Source - © 2009 D'après Ischigaki et al. [6]
Comment une empreinte devient-elle un fossile ? Les empreintes fossilisées, appelées ichnites ou ichnofossiles, se sont formées de la même manière que nos empreintes de pieds sur un sol mou, comme la boue. Mais plutôt que d'être effacées, les traces ont survécu pendant des millions d'années. La grande majorité des traces ne sont pas fossilisées, elles sont détruites peu de temps après leur création. Les traces peuvent être effacées par l'érosion de l'eau, le vent, etc. Il faut des conditions particulières, par exemple un recouvrement non destructeur (comme une inondation “douce”, c’est-à-dire sans courant qui effacerait les traces) suivi d’un rapide dépôt d’un sédiment fin, pour que les empreintes soient protégées lorsque les sédiments meubles se transforment en roche, et puissent se fossiliser. C’est avec des processus similaires que peuvent se fossiliser des fentes de dessiccation. Comme la plupart des empreintes sont faites dans des sédiments humides, elles sont souvent conservées près des plans d'eau ou dans des zones où l'eau est peu profonde, comme les lits des lacs ou les berges des rivières. Cependant, les traces peuvent également être préservées lorsque les animaux marchent sur des dunes de sable humidifiées par la rosée.
Les empreintes fossiles renseignent les paléontologues sur :
- La piste animale originale (foulée, rythme, etc.).
- Le fossile de l'empreinte réelle.
- L'indentation laissée par le pas d'un animal dans un sédiment mou (appelé la vraie trace – Figure 3A). Parfois, des détails comme les empreintes de peau sont préservés dans les vraies traces.
- Les couches de sédiments situées sous la couche de la « vraie piste » sur laquelle l'animal a marché sont également identifiables. La bosse dans ces sédiments causée par la pression du poids de l'animal est appelée une sous-trace (Figure 3A).
- Les sédiments qui remplissent une empreinte originale (vraie piste) et se lithifient (durcissement de la roche) représentent un moulage naturel de la piste (natural cast en anglais).
Source - © 2018 D'après S. Ulziitseren [13], modifié
Les traces fossiles peuvent fournir différents types d'informations sur la vie des animaux qui les ont créées.

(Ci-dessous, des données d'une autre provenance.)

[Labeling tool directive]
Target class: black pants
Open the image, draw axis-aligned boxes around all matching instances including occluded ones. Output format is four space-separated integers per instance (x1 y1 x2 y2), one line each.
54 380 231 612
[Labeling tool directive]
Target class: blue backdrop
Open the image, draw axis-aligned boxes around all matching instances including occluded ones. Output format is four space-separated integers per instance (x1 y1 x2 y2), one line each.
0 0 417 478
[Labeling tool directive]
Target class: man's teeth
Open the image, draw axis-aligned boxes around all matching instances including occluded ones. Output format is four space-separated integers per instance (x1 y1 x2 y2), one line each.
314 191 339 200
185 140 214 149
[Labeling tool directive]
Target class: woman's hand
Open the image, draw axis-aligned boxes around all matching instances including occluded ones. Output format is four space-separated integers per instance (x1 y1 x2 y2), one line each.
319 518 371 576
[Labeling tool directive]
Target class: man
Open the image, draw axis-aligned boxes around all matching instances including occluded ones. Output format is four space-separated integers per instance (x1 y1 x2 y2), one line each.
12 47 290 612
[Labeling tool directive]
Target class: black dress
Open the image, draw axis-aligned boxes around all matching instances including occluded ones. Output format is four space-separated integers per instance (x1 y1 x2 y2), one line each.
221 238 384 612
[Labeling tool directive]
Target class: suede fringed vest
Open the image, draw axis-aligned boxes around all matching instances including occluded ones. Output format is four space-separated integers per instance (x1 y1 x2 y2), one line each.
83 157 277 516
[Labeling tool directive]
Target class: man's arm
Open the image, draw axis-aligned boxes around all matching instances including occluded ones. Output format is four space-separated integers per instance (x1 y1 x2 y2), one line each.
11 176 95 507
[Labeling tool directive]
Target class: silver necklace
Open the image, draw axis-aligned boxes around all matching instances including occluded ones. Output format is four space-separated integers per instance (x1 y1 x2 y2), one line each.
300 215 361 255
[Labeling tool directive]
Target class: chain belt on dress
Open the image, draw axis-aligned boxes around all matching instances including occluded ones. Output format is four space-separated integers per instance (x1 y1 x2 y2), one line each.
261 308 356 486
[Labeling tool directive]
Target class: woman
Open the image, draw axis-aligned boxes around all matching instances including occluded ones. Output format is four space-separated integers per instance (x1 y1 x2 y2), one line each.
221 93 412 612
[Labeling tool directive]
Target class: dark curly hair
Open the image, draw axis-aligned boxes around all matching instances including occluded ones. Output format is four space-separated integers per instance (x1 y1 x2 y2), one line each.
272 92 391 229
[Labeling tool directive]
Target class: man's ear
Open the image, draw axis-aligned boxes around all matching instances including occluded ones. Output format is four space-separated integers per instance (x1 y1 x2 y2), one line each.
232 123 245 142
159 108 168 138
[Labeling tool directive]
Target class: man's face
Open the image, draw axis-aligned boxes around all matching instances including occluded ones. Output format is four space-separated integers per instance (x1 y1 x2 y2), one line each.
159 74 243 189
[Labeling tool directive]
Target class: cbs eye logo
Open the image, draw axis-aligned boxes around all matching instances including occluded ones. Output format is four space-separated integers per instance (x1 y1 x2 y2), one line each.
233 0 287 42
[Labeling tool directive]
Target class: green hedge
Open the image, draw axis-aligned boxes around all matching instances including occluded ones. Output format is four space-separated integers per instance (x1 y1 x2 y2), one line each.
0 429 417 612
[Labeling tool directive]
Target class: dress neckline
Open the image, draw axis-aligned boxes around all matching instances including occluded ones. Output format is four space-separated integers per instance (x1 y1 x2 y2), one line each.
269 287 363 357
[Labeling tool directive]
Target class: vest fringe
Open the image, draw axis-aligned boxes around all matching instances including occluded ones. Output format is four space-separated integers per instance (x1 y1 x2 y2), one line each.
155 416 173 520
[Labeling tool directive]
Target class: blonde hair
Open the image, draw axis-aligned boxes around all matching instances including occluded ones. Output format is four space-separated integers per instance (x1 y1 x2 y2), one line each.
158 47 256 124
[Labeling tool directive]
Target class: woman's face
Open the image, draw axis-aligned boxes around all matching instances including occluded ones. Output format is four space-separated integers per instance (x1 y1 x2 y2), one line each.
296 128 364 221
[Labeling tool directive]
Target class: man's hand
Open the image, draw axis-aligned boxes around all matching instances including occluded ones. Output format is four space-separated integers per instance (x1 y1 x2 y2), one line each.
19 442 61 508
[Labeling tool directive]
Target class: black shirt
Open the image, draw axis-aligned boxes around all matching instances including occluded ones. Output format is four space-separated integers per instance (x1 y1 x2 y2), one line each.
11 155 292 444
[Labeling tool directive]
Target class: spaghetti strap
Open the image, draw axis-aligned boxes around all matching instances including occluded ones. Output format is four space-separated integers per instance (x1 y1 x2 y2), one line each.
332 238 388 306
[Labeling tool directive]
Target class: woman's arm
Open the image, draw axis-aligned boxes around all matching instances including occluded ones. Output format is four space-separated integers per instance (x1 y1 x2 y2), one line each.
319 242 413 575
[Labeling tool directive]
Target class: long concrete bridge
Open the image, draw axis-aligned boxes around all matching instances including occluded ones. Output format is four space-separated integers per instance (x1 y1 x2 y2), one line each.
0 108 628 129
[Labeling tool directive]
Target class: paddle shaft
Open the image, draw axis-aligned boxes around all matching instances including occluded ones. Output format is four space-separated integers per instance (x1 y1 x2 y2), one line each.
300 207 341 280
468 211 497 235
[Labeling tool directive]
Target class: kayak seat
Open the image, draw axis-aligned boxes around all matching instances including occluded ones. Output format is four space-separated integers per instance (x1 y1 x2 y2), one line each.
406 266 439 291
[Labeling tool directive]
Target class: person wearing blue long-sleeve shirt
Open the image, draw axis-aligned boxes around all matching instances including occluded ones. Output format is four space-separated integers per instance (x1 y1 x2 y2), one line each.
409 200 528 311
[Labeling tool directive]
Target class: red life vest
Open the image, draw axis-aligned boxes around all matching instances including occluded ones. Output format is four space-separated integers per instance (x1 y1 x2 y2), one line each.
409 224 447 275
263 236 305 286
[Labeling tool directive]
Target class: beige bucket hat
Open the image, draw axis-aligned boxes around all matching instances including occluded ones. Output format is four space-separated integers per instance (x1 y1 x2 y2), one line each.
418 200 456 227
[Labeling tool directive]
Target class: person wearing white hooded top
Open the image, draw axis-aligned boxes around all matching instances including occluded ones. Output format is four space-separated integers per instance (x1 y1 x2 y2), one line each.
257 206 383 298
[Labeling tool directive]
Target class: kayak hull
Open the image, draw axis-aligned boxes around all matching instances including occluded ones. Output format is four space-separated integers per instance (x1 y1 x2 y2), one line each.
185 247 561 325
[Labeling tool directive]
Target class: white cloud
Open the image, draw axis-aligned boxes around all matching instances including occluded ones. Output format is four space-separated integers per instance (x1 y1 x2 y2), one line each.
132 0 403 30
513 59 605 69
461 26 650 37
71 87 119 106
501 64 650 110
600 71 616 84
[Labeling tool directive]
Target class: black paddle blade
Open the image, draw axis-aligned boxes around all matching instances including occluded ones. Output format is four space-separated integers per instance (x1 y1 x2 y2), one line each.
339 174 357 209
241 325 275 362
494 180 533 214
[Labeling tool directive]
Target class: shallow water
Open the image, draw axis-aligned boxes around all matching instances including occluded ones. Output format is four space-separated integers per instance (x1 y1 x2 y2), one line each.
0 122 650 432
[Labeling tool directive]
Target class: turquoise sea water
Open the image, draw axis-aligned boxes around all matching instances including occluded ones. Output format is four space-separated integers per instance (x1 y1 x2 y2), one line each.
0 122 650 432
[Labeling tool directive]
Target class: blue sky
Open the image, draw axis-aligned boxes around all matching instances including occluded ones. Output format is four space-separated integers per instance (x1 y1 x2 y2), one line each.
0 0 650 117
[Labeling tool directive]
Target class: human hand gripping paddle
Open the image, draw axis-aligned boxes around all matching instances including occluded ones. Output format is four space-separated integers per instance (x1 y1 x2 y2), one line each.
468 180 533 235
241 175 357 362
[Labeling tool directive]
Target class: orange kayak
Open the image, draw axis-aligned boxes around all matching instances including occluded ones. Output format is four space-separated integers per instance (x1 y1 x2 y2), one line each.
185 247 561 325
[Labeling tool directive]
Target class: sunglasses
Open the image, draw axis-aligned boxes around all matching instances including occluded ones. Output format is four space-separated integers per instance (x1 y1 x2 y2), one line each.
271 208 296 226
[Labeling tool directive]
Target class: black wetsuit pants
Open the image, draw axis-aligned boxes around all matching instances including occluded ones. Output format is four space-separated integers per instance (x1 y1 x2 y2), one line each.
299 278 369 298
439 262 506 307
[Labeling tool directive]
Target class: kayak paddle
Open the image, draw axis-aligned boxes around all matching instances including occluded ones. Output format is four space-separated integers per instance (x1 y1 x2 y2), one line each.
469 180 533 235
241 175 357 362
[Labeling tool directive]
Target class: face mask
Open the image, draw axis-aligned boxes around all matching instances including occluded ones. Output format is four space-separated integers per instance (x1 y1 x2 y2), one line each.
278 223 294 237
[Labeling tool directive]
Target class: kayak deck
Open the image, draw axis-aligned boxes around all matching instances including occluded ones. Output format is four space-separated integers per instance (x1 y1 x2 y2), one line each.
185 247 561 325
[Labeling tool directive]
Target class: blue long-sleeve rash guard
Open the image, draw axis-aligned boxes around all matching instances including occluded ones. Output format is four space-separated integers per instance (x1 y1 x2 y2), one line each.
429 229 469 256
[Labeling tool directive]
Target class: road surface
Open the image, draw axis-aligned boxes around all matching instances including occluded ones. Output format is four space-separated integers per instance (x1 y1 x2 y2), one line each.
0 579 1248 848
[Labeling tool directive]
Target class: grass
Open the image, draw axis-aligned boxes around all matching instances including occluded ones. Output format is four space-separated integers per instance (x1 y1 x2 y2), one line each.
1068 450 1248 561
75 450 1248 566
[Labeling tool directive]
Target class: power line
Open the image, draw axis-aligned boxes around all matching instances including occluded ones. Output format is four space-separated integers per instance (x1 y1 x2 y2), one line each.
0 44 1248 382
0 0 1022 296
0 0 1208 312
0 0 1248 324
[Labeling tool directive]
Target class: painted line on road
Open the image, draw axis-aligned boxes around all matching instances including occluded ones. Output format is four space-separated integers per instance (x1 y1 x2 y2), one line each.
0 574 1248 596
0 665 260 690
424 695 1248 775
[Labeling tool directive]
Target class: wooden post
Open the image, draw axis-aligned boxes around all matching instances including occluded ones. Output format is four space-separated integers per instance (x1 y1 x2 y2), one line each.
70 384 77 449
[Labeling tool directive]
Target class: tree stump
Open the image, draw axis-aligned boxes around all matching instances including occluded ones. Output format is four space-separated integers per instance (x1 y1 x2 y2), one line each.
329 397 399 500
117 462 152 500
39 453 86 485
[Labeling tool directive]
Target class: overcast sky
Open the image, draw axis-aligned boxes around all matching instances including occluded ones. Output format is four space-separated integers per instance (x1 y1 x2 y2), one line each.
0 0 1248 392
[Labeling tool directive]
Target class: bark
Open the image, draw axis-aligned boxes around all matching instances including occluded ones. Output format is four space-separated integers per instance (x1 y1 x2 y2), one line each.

En examinant la forme des traces, les chercheurs découvrent les caractéristiques des pieds de l'animal qui les a laissées. En mesurant les pistes (séries d'au moins trois traces consécutives), les chercheurs découvrent la posture des animaux et leur façon de se déplacer (Figure 3B). Et en analysant plusieurs pistes, les chercheurs peuvent trouver des indices sur la façon dont les animaux interagissaient entre eux. Les paléontologues mesurent plusieurs caractéristiques différentes des empreintes fossiles. La longueur et la largeur d'une trace ainsi que la longueur des empreintes des doigts (doigts ou orteils) fournissent des données de base sur la morphologie (forme et structure) du pied. D'autres mesures sont effectuées sur les pistes, notamment le pas, la foulée, la largeur de la piste et l'angle du pas. Le pas est la distance entre deux traces consécutives (gauche et droite). La foulée est la distance entre deux traces faites par le même pied. La largeur de la piste est, comme son nom l'indique, la mesure de la largeur totale de la piste. L'angle de pas est l'angle entre deux longueurs de pas consécutives (Figure 3C et Figure 4). Ces mesures offrent une information sur la posture et la vitesse de l'animal qui fait des traces. Par exemple, les animaux qui font des traces avec des pas relativement courts et des enjambements larges ont généralement une posture étalée et se portent près du sol, comme les lézards et les crocodiliens.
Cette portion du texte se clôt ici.